How Alabama hoops responded to 30-point scrimmage loss

How Alabama hoops responded to 30-point scrimmage loss

A preseason top-20 ranking was the headline for Alabama basketball on Monday morning. There’s optimism after a relatively disastrous end to the 2021 SEC title and Sweet 16 run but the events of the previous day didn’t speak to that.

A Sunday trip to TCU for a closed-door scrimmage ended in a 99-69 pounding. The Crimson Tide played No. 14 TCU without probable starters Charles Bediako and Nimari Burnett while Jahvon Quinerly won’t be ready for another few months.

But a 30-point loss for the No. 20 team in the AP preseason poll didn’t quite carry the momentum from the three-win August foreign tour of Europe.

So as the team leadership called a Monday morning player’s only meeting. Only a handful of players returned from the Crimson Tide team bounced from the first round of March’s NCAA tournament and they didn’t want this to get away from them again.

Center Charles Bediako said it lasted 15-20 minutes with Quinerly calling the team together. Noah Gurley and Burnett were at the white board as they listed off the issues that needed to be corrected from the loss in Fort Worth.

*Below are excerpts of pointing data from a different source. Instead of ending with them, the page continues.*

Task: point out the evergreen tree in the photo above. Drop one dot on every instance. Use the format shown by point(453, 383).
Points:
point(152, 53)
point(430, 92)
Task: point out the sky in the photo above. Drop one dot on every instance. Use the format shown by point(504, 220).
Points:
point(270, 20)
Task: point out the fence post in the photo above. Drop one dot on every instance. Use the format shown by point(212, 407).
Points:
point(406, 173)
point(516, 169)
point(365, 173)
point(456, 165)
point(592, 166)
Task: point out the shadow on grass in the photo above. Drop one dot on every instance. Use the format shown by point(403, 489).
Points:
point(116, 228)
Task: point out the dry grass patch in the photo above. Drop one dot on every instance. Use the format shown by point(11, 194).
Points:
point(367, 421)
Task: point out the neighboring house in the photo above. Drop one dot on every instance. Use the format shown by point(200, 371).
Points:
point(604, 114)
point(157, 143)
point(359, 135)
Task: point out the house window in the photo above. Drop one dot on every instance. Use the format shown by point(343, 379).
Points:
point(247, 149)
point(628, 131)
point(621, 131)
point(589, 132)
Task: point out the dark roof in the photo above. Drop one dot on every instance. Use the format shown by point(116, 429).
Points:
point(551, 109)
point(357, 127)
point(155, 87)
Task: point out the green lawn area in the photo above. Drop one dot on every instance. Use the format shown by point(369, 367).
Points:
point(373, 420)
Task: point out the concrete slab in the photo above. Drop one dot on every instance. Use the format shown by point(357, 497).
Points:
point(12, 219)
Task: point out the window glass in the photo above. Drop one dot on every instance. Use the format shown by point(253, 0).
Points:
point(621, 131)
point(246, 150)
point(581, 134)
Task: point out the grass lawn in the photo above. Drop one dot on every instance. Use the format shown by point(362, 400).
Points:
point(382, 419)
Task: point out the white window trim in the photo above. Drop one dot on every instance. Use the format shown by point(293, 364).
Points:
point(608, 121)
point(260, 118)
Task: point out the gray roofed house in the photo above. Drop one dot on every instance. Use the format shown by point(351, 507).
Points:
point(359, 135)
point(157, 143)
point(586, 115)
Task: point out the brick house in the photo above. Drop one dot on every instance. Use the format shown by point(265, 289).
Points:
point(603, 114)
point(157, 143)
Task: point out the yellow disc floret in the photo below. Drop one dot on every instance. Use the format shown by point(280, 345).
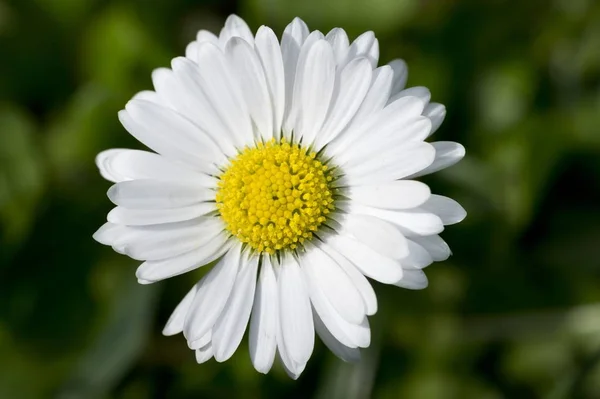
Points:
point(274, 196)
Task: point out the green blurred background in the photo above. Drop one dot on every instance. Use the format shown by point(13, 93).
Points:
point(515, 313)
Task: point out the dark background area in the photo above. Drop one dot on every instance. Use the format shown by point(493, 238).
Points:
point(515, 313)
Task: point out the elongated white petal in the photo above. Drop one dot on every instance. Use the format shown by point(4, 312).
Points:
point(171, 242)
point(175, 323)
point(191, 51)
point(349, 334)
point(206, 36)
point(264, 321)
point(383, 125)
point(206, 339)
point(212, 295)
point(292, 41)
point(365, 45)
point(217, 82)
point(170, 134)
point(235, 27)
point(368, 261)
point(411, 222)
point(342, 351)
point(338, 39)
point(447, 209)
point(107, 233)
point(269, 52)
point(313, 88)
point(231, 325)
point(437, 248)
point(295, 314)
point(422, 93)
point(418, 257)
point(194, 102)
point(204, 354)
point(119, 165)
point(251, 77)
point(358, 279)
point(351, 88)
point(447, 153)
point(400, 194)
point(153, 271)
point(379, 235)
point(413, 279)
point(144, 217)
point(335, 284)
point(400, 75)
point(152, 194)
point(436, 113)
point(392, 164)
point(377, 97)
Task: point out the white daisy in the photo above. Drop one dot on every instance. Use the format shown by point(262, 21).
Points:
point(291, 165)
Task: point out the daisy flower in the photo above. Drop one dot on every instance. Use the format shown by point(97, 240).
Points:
point(290, 168)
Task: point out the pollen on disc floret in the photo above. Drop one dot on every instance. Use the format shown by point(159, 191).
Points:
point(274, 196)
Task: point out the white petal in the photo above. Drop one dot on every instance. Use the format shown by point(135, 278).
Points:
point(400, 75)
point(292, 40)
point(352, 85)
point(313, 88)
point(235, 27)
point(378, 95)
point(151, 96)
point(206, 36)
point(436, 113)
point(358, 279)
point(437, 248)
point(212, 295)
point(447, 209)
point(377, 234)
point(349, 334)
point(420, 92)
point(399, 194)
point(231, 325)
point(219, 85)
point(153, 271)
point(173, 239)
point(193, 101)
point(144, 217)
point(107, 233)
point(204, 354)
point(338, 39)
point(295, 314)
point(392, 164)
point(170, 134)
point(251, 77)
point(153, 194)
point(335, 284)
point(411, 222)
point(447, 153)
point(413, 279)
point(365, 45)
point(175, 323)
point(375, 133)
point(418, 257)
point(201, 342)
point(269, 52)
point(119, 165)
point(264, 321)
point(191, 51)
point(368, 261)
point(345, 353)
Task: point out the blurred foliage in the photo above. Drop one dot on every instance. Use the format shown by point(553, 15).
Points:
point(515, 313)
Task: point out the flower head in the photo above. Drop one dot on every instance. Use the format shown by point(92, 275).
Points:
point(291, 165)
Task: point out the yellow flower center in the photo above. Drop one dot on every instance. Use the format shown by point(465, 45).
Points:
point(275, 195)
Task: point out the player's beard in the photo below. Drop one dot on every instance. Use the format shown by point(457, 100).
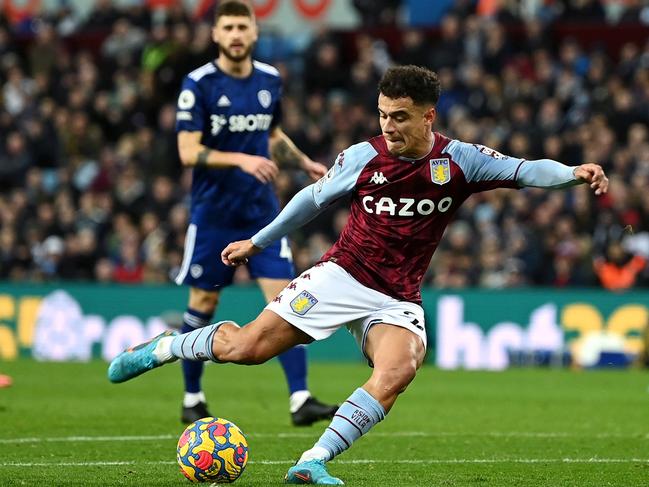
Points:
point(237, 58)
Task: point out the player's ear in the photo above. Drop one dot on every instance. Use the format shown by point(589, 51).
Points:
point(255, 30)
point(430, 115)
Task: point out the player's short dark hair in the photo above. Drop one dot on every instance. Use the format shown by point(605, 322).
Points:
point(233, 8)
point(420, 84)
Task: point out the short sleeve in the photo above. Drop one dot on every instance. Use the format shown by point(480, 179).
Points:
point(342, 176)
point(190, 113)
point(484, 168)
point(277, 113)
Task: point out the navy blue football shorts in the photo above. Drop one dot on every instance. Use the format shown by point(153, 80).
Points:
point(202, 266)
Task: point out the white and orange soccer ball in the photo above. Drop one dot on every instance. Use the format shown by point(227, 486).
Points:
point(212, 450)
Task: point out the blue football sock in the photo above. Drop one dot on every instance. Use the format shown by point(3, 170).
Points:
point(193, 371)
point(294, 364)
point(352, 420)
point(197, 344)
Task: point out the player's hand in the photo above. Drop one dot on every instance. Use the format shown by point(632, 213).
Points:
point(237, 253)
point(594, 175)
point(314, 170)
point(263, 169)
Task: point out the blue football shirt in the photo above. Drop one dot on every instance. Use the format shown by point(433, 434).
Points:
point(234, 115)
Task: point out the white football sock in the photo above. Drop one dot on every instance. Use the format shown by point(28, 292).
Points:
point(297, 399)
point(193, 398)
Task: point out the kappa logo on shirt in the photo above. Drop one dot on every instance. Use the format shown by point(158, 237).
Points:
point(224, 101)
point(378, 178)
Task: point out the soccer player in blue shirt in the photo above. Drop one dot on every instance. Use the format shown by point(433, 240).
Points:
point(227, 122)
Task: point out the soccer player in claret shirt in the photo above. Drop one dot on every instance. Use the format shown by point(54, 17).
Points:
point(405, 186)
point(227, 119)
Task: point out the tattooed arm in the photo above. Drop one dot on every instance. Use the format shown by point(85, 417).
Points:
point(284, 152)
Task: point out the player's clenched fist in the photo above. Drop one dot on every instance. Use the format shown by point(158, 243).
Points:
point(237, 253)
point(593, 174)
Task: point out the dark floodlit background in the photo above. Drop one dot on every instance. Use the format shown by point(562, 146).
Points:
point(93, 196)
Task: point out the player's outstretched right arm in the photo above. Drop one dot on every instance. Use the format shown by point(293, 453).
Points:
point(306, 204)
point(193, 153)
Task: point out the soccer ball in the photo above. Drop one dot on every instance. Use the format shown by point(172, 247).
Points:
point(212, 450)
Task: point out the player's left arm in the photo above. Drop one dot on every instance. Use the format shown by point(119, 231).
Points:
point(485, 168)
point(546, 173)
point(286, 154)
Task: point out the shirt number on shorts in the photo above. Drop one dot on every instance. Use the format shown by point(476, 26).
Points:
point(285, 250)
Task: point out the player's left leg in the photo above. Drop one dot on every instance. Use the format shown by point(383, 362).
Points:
point(396, 353)
point(305, 409)
point(260, 340)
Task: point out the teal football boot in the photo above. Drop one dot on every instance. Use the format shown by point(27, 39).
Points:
point(311, 472)
point(137, 360)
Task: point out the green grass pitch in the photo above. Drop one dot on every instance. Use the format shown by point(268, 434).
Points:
point(64, 424)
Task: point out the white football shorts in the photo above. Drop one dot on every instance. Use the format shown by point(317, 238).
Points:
point(326, 297)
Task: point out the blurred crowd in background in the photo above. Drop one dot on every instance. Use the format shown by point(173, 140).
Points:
point(91, 187)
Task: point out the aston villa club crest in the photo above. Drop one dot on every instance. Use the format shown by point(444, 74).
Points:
point(264, 98)
point(440, 171)
point(303, 302)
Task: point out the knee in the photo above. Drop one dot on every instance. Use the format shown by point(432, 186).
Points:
point(395, 379)
point(203, 301)
point(244, 348)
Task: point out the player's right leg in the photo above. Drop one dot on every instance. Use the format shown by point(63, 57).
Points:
point(203, 273)
point(201, 307)
point(396, 354)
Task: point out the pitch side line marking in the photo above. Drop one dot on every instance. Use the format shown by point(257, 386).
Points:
point(350, 462)
point(493, 434)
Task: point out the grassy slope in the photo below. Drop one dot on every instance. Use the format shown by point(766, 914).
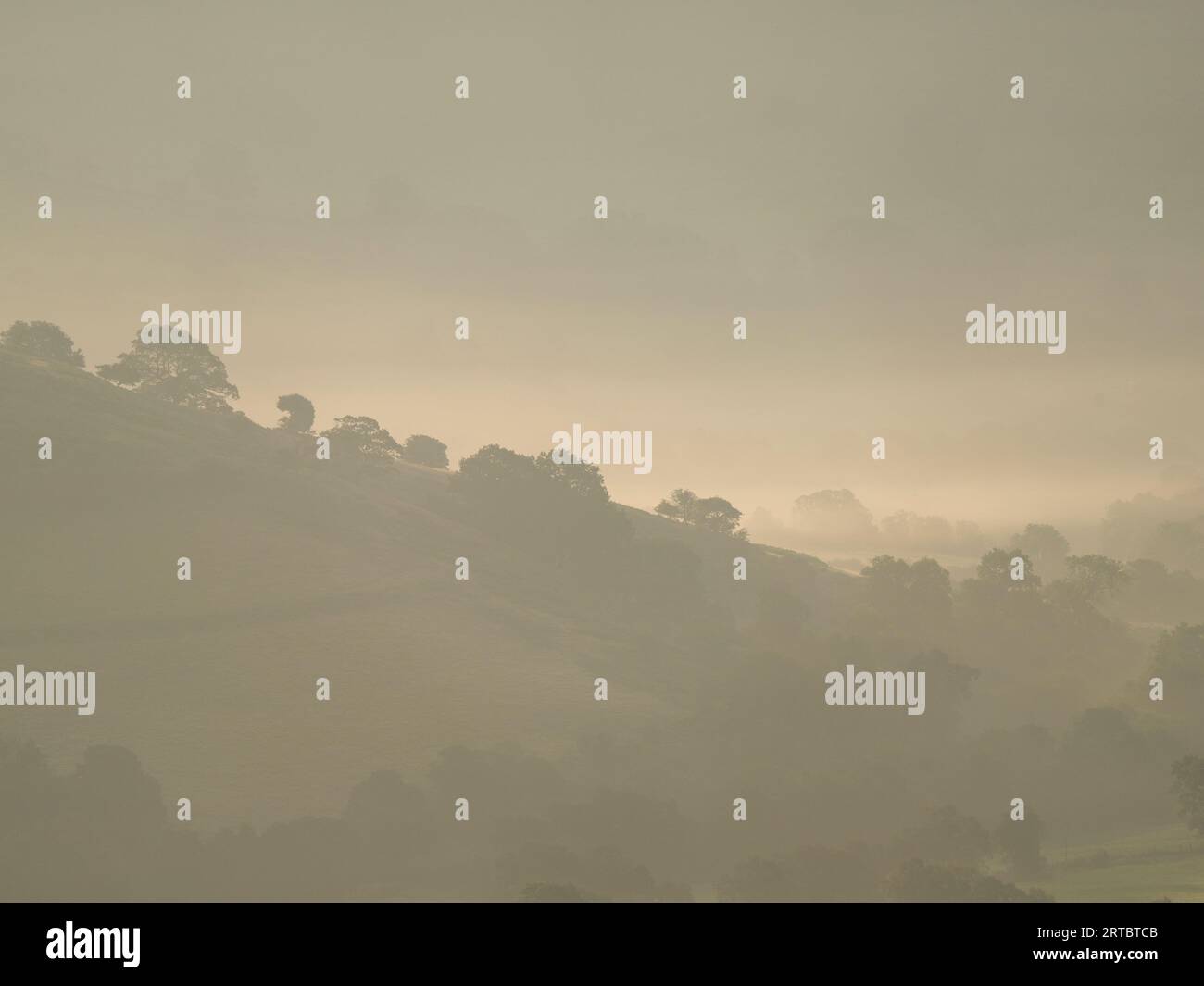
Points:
point(300, 568)
point(1160, 864)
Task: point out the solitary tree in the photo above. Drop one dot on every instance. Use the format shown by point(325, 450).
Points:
point(425, 452)
point(1096, 576)
point(297, 413)
point(365, 436)
point(187, 373)
point(1188, 788)
point(711, 513)
point(41, 340)
point(1046, 545)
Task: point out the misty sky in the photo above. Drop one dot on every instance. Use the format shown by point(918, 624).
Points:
point(718, 207)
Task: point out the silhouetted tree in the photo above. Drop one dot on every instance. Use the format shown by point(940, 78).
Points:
point(41, 340)
point(1046, 547)
point(918, 881)
point(187, 373)
point(1188, 788)
point(297, 413)
point(711, 513)
point(1022, 845)
point(1096, 576)
point(425, 452)
point(995, 569)
point(365, 437)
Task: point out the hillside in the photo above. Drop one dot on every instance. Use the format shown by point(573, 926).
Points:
point(304, 569)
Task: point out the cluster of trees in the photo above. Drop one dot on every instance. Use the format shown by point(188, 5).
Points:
point(710, 513)
point(193, 376)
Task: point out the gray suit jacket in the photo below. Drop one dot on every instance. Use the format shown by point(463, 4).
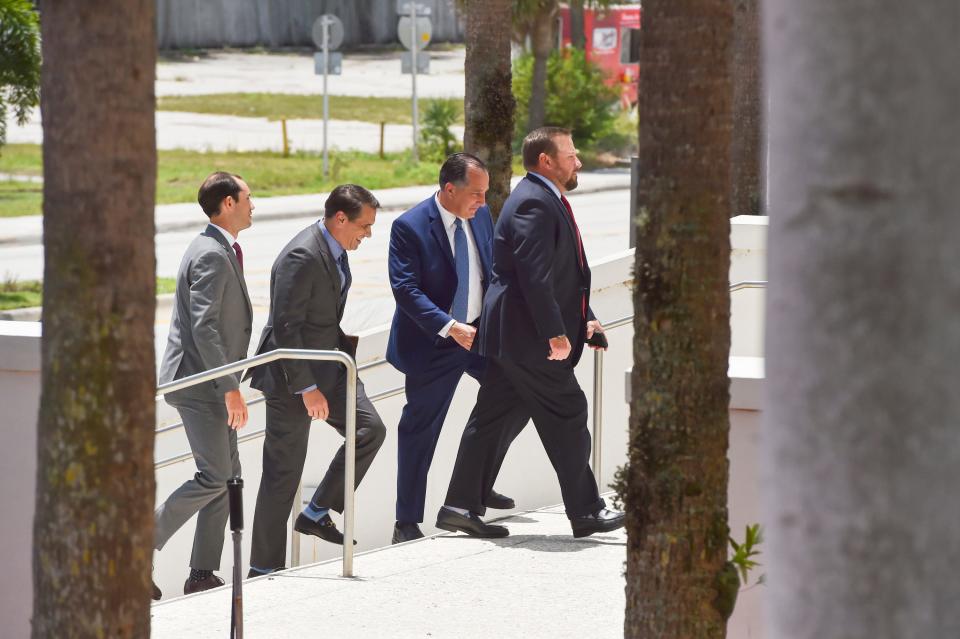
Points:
point(210, 325)
point(305, 312)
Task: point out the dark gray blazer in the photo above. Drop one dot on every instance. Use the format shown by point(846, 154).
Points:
point(305, 312)
point(210, 324)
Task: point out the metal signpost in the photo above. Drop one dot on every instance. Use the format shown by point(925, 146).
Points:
point(328, 36)
point(419, 30)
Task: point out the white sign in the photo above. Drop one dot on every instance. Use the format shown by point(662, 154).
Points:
point(604, 39)
point(424, 32)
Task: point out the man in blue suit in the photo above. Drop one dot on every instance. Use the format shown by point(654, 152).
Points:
point(536, 320)
point(440, 256)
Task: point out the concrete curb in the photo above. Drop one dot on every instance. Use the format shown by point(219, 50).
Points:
point(25, 231)
point(32, 313)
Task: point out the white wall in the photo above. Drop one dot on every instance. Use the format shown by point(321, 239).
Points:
point(19, 401)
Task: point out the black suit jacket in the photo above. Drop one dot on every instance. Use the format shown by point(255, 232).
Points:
point(537, 284)
point(305, 312)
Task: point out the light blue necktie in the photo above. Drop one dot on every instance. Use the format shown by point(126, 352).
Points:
point(461, 260)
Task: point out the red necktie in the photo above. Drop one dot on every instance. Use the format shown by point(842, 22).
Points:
point(580, 255)
point(236, 247)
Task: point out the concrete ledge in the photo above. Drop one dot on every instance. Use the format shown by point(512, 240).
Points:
point(441, 586)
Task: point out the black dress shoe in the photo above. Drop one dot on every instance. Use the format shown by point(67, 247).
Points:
point(403, 531)
point(256, 573)
point(498, 501)
point(603, 520)
point(192, 585)
point(469, 524)
point(325, 529)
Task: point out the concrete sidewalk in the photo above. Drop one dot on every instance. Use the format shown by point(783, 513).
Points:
point(539, 582)
point(28, 230)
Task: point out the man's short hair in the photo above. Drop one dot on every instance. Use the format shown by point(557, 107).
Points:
point(216, 187)
point(454, 169)
point(349, 198)
point(542, 140)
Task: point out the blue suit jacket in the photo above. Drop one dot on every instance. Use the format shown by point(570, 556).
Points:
point(538, 285)
point(424, 280)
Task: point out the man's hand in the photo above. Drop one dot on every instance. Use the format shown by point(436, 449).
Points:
point(559, 348)
point(463, 334)
point(593, 326)
point(236, 409)
point(316, 404)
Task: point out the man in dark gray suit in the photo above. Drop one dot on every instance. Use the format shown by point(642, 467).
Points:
point(309, 283)
point(210, 327)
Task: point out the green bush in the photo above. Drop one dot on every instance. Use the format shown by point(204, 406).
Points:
point(577, 97)
point(437, 141)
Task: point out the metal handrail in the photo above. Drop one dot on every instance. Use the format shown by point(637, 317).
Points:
point(597, 460)
point(260, 399)
point(350, 428)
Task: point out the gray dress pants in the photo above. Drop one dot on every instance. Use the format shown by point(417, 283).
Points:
point(214, 446)
point(284, 453)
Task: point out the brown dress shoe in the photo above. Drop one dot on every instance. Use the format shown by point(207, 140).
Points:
point(199, 585)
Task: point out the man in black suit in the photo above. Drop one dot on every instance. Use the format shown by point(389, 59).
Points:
point(535, 320)
point(309, 283)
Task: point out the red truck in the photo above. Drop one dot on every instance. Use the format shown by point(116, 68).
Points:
point(613, 42)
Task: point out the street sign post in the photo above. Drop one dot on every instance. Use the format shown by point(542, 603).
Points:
point(327, 34)
point(414, 30)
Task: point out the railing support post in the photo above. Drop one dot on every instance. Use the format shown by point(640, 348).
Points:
point(350, 470)
point(598, 415)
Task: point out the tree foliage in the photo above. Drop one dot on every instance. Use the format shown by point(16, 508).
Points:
point(576, 96)
point(19, 61)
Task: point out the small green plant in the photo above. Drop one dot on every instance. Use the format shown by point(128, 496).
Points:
point(743, 553)
point(437, 141)
point(577, 97)
point(736, 570)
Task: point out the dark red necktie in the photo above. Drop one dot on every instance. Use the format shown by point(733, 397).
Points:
point(580, 255)
point(236, 247)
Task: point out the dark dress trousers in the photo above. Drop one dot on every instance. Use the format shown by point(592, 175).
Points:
point(424, 280)
point(209, 327)
point(539, 289)
point(306, 306)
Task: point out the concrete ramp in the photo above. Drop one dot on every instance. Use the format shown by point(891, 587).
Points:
point(538, 582)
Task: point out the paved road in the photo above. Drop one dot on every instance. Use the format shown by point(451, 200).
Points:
point(363, 75)
point(602, 218)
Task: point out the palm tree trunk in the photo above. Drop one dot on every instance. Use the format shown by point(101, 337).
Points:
point(679, 423)
point(747, 149)
point(860, 440)
point(542, 43)
point(489, 103)
point(93, 530)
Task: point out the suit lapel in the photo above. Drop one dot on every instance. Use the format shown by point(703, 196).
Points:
point(564, 214)
point(439, 233)
point(217, 235)
point(326, 259)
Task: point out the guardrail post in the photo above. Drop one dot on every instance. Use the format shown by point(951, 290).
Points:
point(598, 414)
point(350, 469)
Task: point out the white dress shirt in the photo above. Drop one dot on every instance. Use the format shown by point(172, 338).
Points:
point(475, 292)
point(226, 235)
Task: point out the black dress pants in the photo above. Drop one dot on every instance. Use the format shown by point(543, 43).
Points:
point(512, 393)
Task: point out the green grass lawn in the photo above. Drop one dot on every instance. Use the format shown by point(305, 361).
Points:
point(14, 294)
point(276, 106)
point(180, 173)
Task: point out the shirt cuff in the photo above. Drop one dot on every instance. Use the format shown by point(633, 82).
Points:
point(446, 329)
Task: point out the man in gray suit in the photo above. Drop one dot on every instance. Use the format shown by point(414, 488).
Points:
point(210, 327)
point(309, 283)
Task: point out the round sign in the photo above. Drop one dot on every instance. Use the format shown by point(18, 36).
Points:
point(335, 31)
point(424, 32)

A year ago, Bediako said they didn’t start meeting like this until it was too late so they wanted to get ahead of any issue before they spiral.

“No yelling or screaming,” Bediako said Wednesday at SEC Media Days in Mountain Brook. “That wouldn’t end well but definitely being real. No sugar coating.”

And that’s the kind of player-led dynamic coach Nate Oats says he wants but didn’t get from the 2021-22 Crimson Tide. That was a team that opened 8-1 with a win over No. 3 Gonzaga and No. 14 Houston before things went south beginning in mid-December. The Tide wouldn’t string together three consecutive wins from that point forward.

Gurley said the team got a “big head” after beating Gonzaga and Houston, teams coming off Final Four runs.

“We won the big games so we didn’t think we had to do the same thing for all the other games,” Gurley said. “Like I said, consistency. It doesn’t matter if we’re playing Gonzaga or our home opener. We have to prepare the same way.”

An experienced TCU team figured to be a solid measuring stick for a team with so many newcomers but the defensive emphasis that Oats emphasized wasn’t there. The Horned Frogs took a 52-27 halftime lead and then outscored the Tide by five after the break.

Freshman Brandon Miller was the offensive bright spot. The McDonald’s All-American scored 33 points on 12-for-22 shooting including four 3s on 10 attempts. Ohio transfer Mark Sears was the only other double-figure scorer with 11 as the Tide shot 35.9%

“First half was a little rough, and then the second half we played a lot better,” Oats said Wednesday. “Brandon Miller was really good in the second half. That’s why we do it. We strategically schedule who we schedule, and I think we did it for a reason. I want our guys to play against tough teams, whether it’s the non-conference, the preseason scrimmage and all that. We’ll be better for it, though. It was good for us.”

The result was somewhat jarring for the locker room.

“It definitely was surprising,” Gurley said. “We didn’t expect to get beat like that. It just showed there are more things to the game than simply scoring the ball, playing together on defense and all the tactical things of the game that’s very important.”

The Crimson Tide, picked fifth in the SEC, will open the regular season with a Nov. 7 visit from Longwood.